The reply was a long, barely audible “Sssshhhhh.”
The shush belonged to Sweet Thang, and I felt an immediate and powerful sense of relief just knowing she was alive. I gripped the phone tightly, as if holding it was akin to holding Sweet Thang herself, and if I merely managed not to let go, everything would turn out fine.
The next noise was something like static, perhaps the phone’s mouthpiece rubbing against something. Then there was jostling, like the phone was being buffeted as she walked.
I cranked the volume on my earpiece as loud as it could go. Denardo frowned at me curiously. Cradling the phone against my ear, I pulled out my notepad, turned to a fresh page, and scribbled, “It’s our girls. Shhhh.”
He nodded.
I pressed my ear against the phone
and concentrated, trying to pick out some sound I could identify, something that would give me a hint as to her whereabouts. There was nothing but more jostling. Then, suddenly, I heard Sweet Thang, as loud and clear as if she had the phone to her mouth:
“It’s not in the bathroom,” she said. “Maybe Akilah will find it in the bedroom.”
Okay. So they were in someone’s residence. And they were looking for something.
“I’m getting tired of this,” a male voice replied. It was a little more distant sounding-across a room perhaps-but I could make it out okay.
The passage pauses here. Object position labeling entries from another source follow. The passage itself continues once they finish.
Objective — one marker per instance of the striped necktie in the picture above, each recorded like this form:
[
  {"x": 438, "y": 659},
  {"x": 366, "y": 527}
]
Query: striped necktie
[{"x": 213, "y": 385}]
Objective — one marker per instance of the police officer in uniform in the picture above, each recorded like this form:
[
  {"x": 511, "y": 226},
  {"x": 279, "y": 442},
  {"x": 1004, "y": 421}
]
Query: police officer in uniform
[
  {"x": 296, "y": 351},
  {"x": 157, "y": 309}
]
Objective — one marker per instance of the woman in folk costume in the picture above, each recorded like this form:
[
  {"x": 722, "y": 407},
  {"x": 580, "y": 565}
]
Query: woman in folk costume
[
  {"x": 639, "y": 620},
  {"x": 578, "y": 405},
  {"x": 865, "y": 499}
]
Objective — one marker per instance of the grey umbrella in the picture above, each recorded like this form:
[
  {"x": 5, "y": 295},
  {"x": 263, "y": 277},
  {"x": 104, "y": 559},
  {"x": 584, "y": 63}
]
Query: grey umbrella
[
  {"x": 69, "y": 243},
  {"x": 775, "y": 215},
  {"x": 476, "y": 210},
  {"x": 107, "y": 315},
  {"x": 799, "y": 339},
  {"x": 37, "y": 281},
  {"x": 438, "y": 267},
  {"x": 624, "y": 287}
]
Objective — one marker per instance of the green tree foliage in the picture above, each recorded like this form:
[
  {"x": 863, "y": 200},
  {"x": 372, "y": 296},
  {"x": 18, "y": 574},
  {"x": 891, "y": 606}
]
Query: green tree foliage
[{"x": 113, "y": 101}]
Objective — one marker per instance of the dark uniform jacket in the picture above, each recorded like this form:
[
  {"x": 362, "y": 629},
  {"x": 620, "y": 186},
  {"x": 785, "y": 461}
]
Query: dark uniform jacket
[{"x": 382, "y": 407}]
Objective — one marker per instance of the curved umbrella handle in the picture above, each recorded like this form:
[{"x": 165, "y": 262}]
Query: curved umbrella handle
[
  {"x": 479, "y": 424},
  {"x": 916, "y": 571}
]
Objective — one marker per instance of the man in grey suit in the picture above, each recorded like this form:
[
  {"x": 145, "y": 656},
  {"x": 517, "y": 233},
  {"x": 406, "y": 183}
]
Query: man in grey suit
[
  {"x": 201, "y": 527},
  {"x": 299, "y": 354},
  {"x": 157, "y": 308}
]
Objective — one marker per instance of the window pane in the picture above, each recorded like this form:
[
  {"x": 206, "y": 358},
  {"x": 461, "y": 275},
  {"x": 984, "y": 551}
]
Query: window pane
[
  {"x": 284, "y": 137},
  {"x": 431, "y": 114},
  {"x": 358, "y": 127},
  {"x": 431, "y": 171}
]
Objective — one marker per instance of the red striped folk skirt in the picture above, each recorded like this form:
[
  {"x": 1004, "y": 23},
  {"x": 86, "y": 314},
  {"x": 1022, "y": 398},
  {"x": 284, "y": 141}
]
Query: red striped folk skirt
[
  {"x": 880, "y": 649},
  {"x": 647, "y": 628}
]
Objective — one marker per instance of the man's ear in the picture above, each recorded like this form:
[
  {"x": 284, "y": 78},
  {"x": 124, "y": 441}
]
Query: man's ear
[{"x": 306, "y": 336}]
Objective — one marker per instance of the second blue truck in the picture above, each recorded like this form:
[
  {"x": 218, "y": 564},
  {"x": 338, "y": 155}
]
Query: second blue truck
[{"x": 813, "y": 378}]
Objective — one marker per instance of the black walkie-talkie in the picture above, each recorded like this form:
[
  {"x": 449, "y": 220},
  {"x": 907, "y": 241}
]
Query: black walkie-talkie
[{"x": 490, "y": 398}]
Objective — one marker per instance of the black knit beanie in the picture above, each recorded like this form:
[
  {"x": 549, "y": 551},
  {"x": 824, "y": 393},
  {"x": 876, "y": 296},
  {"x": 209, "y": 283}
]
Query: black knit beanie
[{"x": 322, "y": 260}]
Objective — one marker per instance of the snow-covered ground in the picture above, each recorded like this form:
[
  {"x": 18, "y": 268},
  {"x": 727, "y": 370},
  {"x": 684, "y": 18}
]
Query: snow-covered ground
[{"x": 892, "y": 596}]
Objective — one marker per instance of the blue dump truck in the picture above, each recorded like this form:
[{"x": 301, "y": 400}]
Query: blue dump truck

It had an accent that came from well south of the border, if not south of the equator. It was agitiated but also authoritative, the voice of someone used to being in charge.
Primo. It had to be Primo.
“So, tell me, honestly, do you like the paint color in here?” Sweet Thang said. “It’s a Ralph Lauren color. They called it ‘Sullivan,’ but I call it ‘Sulli’ for short.”
“You are talking to me about paint?” Primo bristled. “These gentlemen here are ready to hurt you, badly, and you’re talking to me about paint?”
“Paint is important,” Sweet Thang replied.
Was it ever. I knew that paint. And I knew where I could find it: Sweet Thang’s apartment. It was the color she had just painted her walls.
I speed-walked out the office door, gesturing for Denardo to follow me. Placing my finger over the phone’s mouthpiece, I whispered, “We have to get to an apartment in Jersey City as fast as your truck can take us,” and recited the address from memory. Then I added: “But no siren.”
We couldn’t risk the noise. Primo would get suspicious if Sweet Thang’s pocket started sounding like it had an ambulance inside it. Denardo rounded up the other two members of our rescue crew. As we hurried toward Denardo’s SUV, I held my index finger to my mouth in a shushing gesture so they wouldn’t start jabbering, then dove into the backseat with Tommy.
He mouthed the words “Call the cops?” but I shook my head. The police had already failed me once. There was no sense in wasting more time with them. And, more to the point, I didn’t need this to turn into an armed hostage situation. Someone else could worry about what laws had been broken later. I just wanted the girls returned unharmed.